Gaval McGee brings specific strengths to the Dallas Mavericks

The Dallas Mavericks It caused chaos in the early stages of this off season. The Mavericks allowed Galen Bronson to leave without making a competitive bid to retain his services. While the Mavericks might make you think money wasn’t a factor in that decision, their offer was not financially competitive. The Mavericks then made the bizarre decision to give Gaval McGee the second biggest contract of his career despite his advanced age (34).

McGee signs a four-year, $44 million contract with Denver Nuggets In 2012 after completing a starter deal. At the time, he was a very promising 24-year-old who had not yet become a staple of Two Bean Apartments. After that contract, he signed four different contracts for at least one year. One of them was with Mavericks in 2015. He then signed a two-year, $8.2 million contract with Los Angeles Lakers Before finally signing a one-year, $5 million contract with Phoenix Suns Last season.

The contract he signed with the Mavericks blew up all of them despite his age. The length of the current contract and the player’s choice in this decade angered many, which is clearly an overpayment. But that doesn’t change the fact that McGee has been helping the Mavericks on the field this season. I miss him so openly On our podcast about Mavericks exit interviews.

Dwight Powell has been the Mavericks’ only edge running option for years. No matter how you feel about Powell, he truly is an elite as a roll guy. Many tend to dismiss this ability by giving her credit for Luka Doncic, but Powell was an elite before Doncic came to Dallas. McGee is also an elite man. He was the fourth-best player by lap in the league during the playoffs last season although that efficiency came at a handful of attempts. Most importantly, he demonstrated the ability to be in or above the 90th percentile in every season.

The difference between McGee and Powell is that McGee is also an elite edge protector and rebounder. The Powell is terrible in both areas, requiring the Mavericks to choose between having a rim runner or a competent rim guard in the Maxi Clipper. McGee does not require this selection. Powell allowed opponents to shoot 63.6% over the edge last season. McGee allowed opponents to shoot 51.8 percent in the same positions.

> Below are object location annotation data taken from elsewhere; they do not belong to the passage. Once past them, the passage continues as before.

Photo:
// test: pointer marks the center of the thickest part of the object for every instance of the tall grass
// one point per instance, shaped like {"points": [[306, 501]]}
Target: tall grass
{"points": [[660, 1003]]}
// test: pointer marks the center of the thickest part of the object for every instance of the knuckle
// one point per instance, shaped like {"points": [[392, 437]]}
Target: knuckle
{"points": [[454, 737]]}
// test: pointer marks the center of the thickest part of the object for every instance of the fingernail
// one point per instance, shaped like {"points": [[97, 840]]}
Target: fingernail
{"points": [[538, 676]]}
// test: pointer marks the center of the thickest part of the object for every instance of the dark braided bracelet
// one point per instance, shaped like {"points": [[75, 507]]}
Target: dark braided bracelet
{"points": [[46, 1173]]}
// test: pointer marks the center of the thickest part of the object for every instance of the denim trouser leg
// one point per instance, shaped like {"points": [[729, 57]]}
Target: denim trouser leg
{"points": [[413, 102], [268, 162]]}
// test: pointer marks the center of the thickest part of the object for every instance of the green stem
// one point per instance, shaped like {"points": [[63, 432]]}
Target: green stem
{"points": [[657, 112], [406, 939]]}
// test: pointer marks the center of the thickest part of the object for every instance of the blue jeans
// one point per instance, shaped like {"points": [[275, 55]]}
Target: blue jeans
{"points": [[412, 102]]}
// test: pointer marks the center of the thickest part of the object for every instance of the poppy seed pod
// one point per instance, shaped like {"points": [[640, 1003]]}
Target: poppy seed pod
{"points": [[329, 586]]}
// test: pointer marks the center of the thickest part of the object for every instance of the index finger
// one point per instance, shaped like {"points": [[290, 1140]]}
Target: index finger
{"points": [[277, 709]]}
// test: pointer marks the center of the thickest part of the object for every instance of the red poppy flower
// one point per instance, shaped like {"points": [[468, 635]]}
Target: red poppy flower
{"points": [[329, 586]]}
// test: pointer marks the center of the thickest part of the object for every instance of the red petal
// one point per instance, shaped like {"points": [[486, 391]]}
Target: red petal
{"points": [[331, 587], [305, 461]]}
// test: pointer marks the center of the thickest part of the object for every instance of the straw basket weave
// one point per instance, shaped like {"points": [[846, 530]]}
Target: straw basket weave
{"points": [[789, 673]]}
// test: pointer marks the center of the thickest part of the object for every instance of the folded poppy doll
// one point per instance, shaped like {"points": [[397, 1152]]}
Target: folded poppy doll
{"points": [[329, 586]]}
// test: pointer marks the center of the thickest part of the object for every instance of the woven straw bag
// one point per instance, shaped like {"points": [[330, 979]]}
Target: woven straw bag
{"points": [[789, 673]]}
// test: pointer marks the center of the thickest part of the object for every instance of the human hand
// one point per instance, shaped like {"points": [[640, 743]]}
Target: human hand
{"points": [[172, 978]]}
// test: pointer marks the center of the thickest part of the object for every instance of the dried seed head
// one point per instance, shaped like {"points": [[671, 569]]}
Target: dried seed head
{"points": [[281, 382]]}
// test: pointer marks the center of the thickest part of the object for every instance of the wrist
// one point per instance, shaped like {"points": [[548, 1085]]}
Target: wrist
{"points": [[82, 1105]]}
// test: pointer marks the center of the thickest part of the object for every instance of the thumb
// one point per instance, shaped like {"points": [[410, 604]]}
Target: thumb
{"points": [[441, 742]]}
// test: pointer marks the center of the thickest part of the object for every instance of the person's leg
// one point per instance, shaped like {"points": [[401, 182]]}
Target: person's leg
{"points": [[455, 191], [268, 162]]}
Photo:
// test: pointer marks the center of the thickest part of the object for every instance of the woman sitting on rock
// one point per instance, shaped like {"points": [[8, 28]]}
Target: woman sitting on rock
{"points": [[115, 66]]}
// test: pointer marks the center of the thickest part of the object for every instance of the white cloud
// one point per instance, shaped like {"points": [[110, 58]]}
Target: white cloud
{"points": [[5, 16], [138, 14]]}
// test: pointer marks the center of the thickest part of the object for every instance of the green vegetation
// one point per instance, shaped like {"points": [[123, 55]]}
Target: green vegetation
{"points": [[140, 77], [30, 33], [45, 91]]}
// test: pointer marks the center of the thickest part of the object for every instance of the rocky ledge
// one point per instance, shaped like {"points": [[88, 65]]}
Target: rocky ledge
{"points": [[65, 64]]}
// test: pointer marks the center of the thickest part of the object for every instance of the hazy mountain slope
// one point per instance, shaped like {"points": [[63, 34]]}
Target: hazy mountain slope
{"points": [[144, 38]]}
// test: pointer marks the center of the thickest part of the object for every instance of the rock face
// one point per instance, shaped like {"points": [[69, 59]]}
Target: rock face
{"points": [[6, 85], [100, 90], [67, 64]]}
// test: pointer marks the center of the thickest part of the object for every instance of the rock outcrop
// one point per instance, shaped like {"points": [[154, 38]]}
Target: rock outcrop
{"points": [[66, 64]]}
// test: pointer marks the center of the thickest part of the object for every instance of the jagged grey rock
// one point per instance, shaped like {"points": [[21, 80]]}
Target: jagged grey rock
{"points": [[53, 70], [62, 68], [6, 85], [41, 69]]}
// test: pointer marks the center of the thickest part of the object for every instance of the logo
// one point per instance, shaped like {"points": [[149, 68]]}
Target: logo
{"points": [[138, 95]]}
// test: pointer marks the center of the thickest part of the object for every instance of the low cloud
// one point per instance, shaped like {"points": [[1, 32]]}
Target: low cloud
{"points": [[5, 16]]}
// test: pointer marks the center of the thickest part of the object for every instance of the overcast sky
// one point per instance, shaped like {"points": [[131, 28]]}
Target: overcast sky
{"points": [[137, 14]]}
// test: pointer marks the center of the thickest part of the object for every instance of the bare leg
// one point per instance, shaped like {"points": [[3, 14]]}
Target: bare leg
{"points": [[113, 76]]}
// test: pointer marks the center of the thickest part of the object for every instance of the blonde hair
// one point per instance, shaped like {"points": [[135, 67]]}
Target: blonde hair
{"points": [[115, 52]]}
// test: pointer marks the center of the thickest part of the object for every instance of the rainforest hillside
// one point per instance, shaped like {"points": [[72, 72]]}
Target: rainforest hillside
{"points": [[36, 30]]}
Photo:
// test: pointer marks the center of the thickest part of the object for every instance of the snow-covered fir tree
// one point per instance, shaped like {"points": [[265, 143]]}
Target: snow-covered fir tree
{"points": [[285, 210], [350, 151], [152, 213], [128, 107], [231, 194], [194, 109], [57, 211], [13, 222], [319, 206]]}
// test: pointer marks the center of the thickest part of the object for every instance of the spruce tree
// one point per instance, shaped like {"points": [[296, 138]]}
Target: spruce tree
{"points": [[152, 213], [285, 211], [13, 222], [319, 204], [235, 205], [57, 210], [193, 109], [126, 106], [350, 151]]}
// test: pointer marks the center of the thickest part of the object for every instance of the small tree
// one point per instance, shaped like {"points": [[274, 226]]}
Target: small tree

NBA teams don’t value rebounds for a variety of reasons, but all things being equal, it’s better to get a rebound than to let the opponent do it. McGee had 29.7 percent of all available defensive rebounds while on the field last season. Dwight Powell collected 14.3 percent of all available defensive rebounds while on the field last season. Some of this can be attributed to the Mavericks wanting to grab Doncic as many rebounds as possible, but Powell is without a doubt one of McGee’s greatest successes.

One of the things that will surprise Mavericks fans who forgot McGee from his previous stay at the Mavericks is how much more variety he has than Powell. Powell has had 70.8 percent of his shots from three feet from the basket this season. McGee only took 53.5 percent of his shots from the same distance.

McGee has outgrown his penchant for trying the daring shots that were part of his “two flats idiot” pedigree. But he added the ability to finish floats and even some short “Dirk fades” as he took 37.1 percent of his 3-to-10-foot shots last season. It made them incredibly cool 58.8 percent.

McGee isn’t the greatest thing since slicing bread. It will not fundamentally change the outcome of who wins the play-offs. But he is a promotion over Powell for the 13-15 minutes per game he will play in the regular season and playoffs. He’ll need a different style of defense than Powell’s. McGee is primarily a big “drop” guy. McGee swapped just 43 screens last season per Synergy Sports data.

It’s also a great body to absorb some of the wear and tear that Clipper and Christian Wood would be best avoided until qualifying. The Mavericks showed their bread jammed with butter as he played five strokes. McGee clearly isn’t part of that. But he will help and although he may have been overpaid, it is the only move the Mavericks have made since the free agency started that will actually help.